As I was licking my fingers, some of the other guests walked past us on their way out, seeing my tongue fleet in and out, not allowing one iota of sugar to escape. But I didn't really care. The taste of the cookie was too creamy, chewy and chocolate-y to be squashed by embarrassment. From that moment on, I wanted more.

Saturday, my new roommate and I decided to head to Ken's to check out the morning fare of baked goods. My tongue was practically jumping out of my mouth as I saw that they had Apricot Macarons, in addition to the Chocolate Spice ones. I ordered one of each and a cannele. Oh and a fresh cherry tart. Ansley ordered a grilled cheese sandwich and a macaron of her own.

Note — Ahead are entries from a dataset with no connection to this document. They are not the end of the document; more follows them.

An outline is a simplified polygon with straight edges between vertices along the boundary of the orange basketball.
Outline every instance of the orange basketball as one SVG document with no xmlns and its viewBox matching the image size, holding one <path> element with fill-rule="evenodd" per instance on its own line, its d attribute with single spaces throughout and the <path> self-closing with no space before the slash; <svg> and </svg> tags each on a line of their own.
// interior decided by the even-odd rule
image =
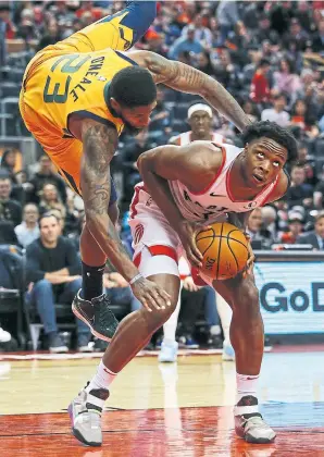
<svg viewBox="0 0 324 457">
<path fill-rule="evenodd" d="M 216 222 L 196 237 L 203 256 L 201 272 L 212 280 L 229 280 L 244 270 L 249 258 L 244 233 L 227 222 Z"/>
</svg>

As we sat, not so discreetly eavesdropping on the people beside us plan their business floorplan, and eating our sweets, the wind blew through the open retractable wall and I savored the sweet summer morning. The cherries were tart atop a sweet cream, and the cannele, a sweet spongy mini bundt cake-like pastry was just perfect. The macarons - I took them home, only to savor them after my lunch later on in the afternoon. Even though I had tasted them before, they properly stunned my tastebuds with their subtle spiciness and their overtly first-place-in-the-world-of-macarons chewy sweetness.

The grilled cheese, which I was so grateful to have a bite of, was gloriously gooey and cheesy - a french cheese, similar to brie, generously slabbed and melted atop walnut bread and toasted with a panini press. This was heaven. Finger-licking heaven.

Thanks, Ken. Please don't ever leave Portland. Please.